# Field Mice



## packetwalker

Hello,

I have an issue with field mice and looking for advice. We recently moved into a new unfinished development. Once it started getting chilly outside we would hear noises in our attic. I put some traps down up there and caught a few of them, I then purchased some weep hole covers thinking that is how they are getting up there. That seemed to have worked but a few weeks later we heard them again. After doing a search of the house I think I may have found out how they are getting in. It looks like they have crawled between the foundation and hardy plank and actually chewed up through the exterior foam installation and may be making there way in the attic that way. 

Now I am not an expert in home building so if that is impossible let me know. What I do know is that there is a hole there big enough for them to get in that way. Now, first how do I fix the hole? Is it simple as just getting a can of foam and filling it or is there more to it. Next how can I keep this from happening again, is there a device that I can place between the hardy plank and foundation to keep these critters from going up there? 

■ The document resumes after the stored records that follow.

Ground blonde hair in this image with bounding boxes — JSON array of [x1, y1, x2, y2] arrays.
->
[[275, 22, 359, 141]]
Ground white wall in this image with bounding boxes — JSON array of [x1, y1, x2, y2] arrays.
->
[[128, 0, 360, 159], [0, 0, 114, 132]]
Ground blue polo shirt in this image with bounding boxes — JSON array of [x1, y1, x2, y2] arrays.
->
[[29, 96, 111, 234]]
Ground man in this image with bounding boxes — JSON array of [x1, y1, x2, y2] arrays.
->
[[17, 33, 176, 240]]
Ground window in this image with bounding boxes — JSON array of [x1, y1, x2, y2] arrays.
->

Thanks in advance for your help.


----------



## packetwalker

*Possible Solution*

I may have found a possible solution, my idea would be to stuff some Copper Wire Mesh Wool between the foundation and Hardyplank, it comes in 200ft rolls. Has anyone had any experience with this type product? Does it work well against these little vermin? How does it hold up over time?


----------



## littlecleo

I've used steel wool to plug rodent access holes before, so I would think the copper wire mesh would work as well. If they are determined to get in, they will chew through just about anything though. The best course of action is to find their food source, and anywhere they have taken up residence around your house, and eliminate those first. It's necessary to take defensive measures at home against rodents, but you've got to go on the offensive also if they keep coming back.


----------



## packetwalker

Littlecleo,


Thanks for the advice, but I wish things were that simple. We keep the inside of the house clean and no food is left out. No food or trash is left outside and all trash is placed in bags in covered trash cans. The issue is that our neighborhood is still being built out, therefore we still have a lot of fields and woods around us. On chilly nights they go in our addict to keep warm and they leave once it warms up or they get hungry. Probably what people who live in the mountains or on farms go through!


Thanks


----------



## 4just1don

Yep, ALL farmers sleep in their hay stacks during nice weather,,,they ONLY sleep inside during chilly weather!!


----------



## Chemist1961

PW, Foam will not stop them. It's like desert. :laughing:
I had a greenbelt behind me for 12 years but as it infilled the mice got relocated. I bait traps with peanut butter and place your traps along walls pependicular.
If they actually were driven to chew all the way to the attic that seems extreme but I don't know unless they were following warm air or a food smell.
I know peolpe who swear by steel wool. Me I would get a cat or a terrier, natural rat hound.....


----------



## ocoee

The copper mesh works well
Steel wool will not hold up to any humidity

Wwe use 1/4 inch steel mesh and foam to seal holes but all holes larger than a dime must be sealed

In your case the best course of action would be perimeter baiting with a brodificoum based rodenticide and trapping inside to catch what gets through


----------



## Bob Mariani

They come in for food and warmth, but go out again for water. I place a bucket of water filled 2/3. Then a ramp up with some seeds for incentive. They jump in every night and drown. I get about 4 mice a night and up to 10 chipmonks this way.


----------



## packetwalker

*So far so good*

Since placing the copper mesh between the foundation and hardy plank we have not heard them anymore. I will continue checking for signs of them chewing through and replace as needed. Thanks for everyone's advice!


----------



## chrisn

Cats will work:laughing:


----------